Evanildo Bechara |
Evanildo Bechara é imortal. Desde 2000, ocupa a cadeira de número 33 da Academia Brasileira de Letras. Mas, aos 84 anos, mantém - com o vigor do menino que, aos 11, órfão de pai, saiu de Recife rumo ao Rio de Janeiro para completar seus estudos na casa de um tio-avô - dois hábitos inabaláveis: andar de ônibus e almoçar diariamente no Toledo, restaurante por quilo vizinho de frente à Casa de Machado de Assis, no centro do Rio de Janeiro, só para ouvir histórias da vida real.
Hoje autoridade máxima no Brasil quando o assunto é o novo acordo ortográfico, ele - que é autor da Moderna Gramática Brasileira - se prepara para celebrar o fim do trema: "Tiramos um peso dos ombros de quem escreve. Longe de ser um prejuízo, é um lucro".
A partir de 1º de janeiro de 2013, além do trema, também se vão o acento agudo de "ideia" e o circunflexo de "voo" e "enjoo". O alfabeto passará a ter 26 letras, ao incorporar "k", "w" e "y".
A data marca a entrada definitiva no Brasil da nova ortografia da Língua Portuguesa - cujas normas foram organizadas pela ABL na quinta edição do Vocabulário Ortográfico da Língua Portuguesa.
As regras não são novas. Estão em vigor desde janeiro de 2009, quando o Brasil e os demais membros da Comunidade de Países de Língua Portuguesa - Portugal, Angola, Moçambique, Cabo Verde, Guiné-Bissau, São Tomé e Príncipe e Timor Leste - concordaram em uniformizar a grafia das palavras.

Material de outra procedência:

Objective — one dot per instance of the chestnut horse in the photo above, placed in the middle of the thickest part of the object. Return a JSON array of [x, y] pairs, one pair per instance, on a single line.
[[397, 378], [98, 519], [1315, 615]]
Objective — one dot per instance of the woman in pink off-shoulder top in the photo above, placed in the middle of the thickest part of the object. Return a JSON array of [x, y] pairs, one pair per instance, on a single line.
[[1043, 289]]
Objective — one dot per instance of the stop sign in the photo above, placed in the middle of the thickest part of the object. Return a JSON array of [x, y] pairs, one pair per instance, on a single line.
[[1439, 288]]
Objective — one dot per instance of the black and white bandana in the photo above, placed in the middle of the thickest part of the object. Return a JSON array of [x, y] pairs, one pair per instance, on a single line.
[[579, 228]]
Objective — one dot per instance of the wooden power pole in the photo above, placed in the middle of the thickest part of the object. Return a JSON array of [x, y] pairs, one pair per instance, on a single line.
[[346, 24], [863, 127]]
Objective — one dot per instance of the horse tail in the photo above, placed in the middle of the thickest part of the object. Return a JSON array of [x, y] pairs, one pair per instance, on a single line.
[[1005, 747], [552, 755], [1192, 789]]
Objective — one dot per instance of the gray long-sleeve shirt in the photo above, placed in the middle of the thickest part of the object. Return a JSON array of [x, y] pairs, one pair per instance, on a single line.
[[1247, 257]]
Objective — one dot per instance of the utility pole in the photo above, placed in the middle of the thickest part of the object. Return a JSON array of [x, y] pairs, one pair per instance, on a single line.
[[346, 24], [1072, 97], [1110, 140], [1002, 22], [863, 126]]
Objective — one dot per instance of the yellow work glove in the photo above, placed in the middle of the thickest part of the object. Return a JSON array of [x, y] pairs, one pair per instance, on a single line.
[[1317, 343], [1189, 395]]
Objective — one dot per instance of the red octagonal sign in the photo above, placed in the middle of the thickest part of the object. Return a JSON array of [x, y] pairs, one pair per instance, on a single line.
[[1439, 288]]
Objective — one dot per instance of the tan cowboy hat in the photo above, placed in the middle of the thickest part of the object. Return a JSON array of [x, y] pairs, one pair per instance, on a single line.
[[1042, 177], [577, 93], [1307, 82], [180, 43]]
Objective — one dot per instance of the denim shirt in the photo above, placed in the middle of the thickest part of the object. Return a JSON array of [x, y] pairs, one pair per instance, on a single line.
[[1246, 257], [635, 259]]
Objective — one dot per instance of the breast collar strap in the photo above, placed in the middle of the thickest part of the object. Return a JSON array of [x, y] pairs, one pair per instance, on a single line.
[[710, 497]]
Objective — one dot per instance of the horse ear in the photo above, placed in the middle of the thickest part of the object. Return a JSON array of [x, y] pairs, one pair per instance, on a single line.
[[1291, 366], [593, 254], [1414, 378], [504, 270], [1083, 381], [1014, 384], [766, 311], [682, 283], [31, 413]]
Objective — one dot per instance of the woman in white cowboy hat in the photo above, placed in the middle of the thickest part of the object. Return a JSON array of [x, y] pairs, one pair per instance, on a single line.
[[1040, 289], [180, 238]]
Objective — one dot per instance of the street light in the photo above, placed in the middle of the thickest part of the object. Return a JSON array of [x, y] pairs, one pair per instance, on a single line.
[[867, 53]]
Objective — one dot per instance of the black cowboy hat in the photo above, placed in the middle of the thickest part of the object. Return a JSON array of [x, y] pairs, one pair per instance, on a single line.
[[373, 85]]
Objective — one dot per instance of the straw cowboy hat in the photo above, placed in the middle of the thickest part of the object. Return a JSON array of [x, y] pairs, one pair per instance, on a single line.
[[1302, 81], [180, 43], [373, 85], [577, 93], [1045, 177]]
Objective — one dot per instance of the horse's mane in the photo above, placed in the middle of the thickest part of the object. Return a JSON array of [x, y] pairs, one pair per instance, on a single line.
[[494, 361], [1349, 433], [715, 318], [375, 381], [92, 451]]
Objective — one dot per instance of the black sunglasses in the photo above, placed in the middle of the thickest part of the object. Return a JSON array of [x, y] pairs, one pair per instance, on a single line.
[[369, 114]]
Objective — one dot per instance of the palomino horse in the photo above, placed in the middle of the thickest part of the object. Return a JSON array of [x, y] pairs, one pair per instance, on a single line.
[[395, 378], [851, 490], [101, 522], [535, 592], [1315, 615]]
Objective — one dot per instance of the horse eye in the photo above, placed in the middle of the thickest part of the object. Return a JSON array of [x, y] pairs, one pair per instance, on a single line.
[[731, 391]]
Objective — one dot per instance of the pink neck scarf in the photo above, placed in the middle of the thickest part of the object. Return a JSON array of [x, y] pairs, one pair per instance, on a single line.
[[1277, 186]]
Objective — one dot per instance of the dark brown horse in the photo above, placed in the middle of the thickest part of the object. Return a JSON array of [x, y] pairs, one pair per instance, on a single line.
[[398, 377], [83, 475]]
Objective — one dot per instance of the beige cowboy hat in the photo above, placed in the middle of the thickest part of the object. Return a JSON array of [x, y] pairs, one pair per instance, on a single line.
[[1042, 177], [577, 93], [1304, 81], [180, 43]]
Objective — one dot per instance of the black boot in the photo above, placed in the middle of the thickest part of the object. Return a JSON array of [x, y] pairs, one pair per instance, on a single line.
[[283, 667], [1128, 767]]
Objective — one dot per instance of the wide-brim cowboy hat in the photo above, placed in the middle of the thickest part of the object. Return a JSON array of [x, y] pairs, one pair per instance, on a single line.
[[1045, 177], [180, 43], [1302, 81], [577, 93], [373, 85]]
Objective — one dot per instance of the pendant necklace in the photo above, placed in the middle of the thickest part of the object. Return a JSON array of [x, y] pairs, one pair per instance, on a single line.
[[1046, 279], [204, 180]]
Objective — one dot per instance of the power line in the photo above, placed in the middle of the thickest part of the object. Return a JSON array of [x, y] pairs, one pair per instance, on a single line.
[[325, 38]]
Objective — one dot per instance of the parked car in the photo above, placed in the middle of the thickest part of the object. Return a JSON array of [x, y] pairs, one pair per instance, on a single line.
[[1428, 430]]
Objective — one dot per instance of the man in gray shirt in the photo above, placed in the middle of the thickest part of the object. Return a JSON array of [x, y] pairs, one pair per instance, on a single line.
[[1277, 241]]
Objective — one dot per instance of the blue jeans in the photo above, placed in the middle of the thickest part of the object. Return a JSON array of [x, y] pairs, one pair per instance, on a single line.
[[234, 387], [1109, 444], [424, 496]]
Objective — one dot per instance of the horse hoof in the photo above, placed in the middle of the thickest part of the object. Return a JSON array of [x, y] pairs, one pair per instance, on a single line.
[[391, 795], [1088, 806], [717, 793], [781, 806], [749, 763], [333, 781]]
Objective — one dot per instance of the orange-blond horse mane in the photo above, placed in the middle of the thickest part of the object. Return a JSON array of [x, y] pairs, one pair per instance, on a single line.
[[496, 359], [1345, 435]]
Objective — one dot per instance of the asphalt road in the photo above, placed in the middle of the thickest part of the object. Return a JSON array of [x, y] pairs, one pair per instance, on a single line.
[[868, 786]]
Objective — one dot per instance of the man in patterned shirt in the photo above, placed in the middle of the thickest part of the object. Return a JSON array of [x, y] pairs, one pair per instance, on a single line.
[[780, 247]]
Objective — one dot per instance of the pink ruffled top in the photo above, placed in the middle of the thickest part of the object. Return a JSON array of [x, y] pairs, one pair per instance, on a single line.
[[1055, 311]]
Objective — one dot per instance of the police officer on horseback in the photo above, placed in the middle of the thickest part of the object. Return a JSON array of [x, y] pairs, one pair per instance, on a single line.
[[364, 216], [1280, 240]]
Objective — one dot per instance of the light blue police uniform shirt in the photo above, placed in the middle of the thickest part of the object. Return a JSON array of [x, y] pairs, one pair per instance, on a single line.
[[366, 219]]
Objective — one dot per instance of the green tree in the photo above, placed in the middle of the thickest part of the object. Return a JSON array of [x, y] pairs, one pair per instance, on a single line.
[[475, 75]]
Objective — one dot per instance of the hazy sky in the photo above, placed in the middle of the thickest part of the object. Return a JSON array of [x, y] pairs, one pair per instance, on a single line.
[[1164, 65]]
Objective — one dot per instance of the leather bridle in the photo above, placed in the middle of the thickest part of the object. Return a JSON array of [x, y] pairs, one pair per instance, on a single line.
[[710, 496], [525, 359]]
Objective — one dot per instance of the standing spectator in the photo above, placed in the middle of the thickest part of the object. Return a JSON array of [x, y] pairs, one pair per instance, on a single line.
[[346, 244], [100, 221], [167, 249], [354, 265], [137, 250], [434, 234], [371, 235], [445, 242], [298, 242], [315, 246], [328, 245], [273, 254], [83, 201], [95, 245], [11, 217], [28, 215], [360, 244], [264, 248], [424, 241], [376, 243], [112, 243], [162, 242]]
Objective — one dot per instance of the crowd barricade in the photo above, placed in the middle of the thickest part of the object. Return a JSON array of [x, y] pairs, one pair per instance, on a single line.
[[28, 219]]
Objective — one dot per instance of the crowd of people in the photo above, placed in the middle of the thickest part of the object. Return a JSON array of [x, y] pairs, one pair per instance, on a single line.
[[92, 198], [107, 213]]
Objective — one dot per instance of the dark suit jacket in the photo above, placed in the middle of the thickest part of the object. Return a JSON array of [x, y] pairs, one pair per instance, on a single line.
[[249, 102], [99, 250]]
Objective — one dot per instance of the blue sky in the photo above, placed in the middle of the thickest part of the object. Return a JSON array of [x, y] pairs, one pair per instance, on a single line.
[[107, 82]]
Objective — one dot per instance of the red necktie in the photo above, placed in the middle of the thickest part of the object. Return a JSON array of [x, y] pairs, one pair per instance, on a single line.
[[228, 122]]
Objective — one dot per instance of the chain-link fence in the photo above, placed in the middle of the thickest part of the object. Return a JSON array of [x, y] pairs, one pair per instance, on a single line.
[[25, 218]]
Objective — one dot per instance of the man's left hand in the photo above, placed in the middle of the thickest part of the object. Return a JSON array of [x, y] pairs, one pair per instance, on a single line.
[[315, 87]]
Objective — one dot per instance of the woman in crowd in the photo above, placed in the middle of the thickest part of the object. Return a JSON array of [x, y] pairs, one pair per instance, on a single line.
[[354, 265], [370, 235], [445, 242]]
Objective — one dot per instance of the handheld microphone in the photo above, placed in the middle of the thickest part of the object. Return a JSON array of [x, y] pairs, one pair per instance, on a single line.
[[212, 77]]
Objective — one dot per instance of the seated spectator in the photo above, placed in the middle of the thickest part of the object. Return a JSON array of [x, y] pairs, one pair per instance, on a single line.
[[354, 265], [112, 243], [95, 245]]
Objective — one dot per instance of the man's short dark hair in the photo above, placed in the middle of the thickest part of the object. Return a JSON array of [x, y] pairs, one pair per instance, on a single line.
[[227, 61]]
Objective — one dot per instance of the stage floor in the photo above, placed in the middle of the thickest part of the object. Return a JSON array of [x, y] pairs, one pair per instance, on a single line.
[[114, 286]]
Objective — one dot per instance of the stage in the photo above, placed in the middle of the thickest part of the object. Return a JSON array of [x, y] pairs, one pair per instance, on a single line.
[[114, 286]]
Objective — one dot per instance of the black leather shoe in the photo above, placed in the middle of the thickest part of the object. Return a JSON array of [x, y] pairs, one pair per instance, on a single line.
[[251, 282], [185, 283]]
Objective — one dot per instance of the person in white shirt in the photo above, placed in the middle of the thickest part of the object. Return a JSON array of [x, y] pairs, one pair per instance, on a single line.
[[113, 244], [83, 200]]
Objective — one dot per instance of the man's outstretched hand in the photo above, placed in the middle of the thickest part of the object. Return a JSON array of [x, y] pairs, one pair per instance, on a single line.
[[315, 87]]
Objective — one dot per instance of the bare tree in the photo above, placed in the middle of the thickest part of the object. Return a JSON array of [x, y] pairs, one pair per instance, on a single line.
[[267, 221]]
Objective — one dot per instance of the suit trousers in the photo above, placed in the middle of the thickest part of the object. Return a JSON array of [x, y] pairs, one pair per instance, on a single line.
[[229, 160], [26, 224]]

Os brasileiros tiveram quatro anos para se adequar. Durante esse período, tanto a grafia anterior como a nova foram aceitas oficialmente. Mas, a partir de ano que vem, concursos e provas escolares passam a cobrar o uso correto da nova ortografia. Documentos e publicações também deverão circular adaptados às novas regras.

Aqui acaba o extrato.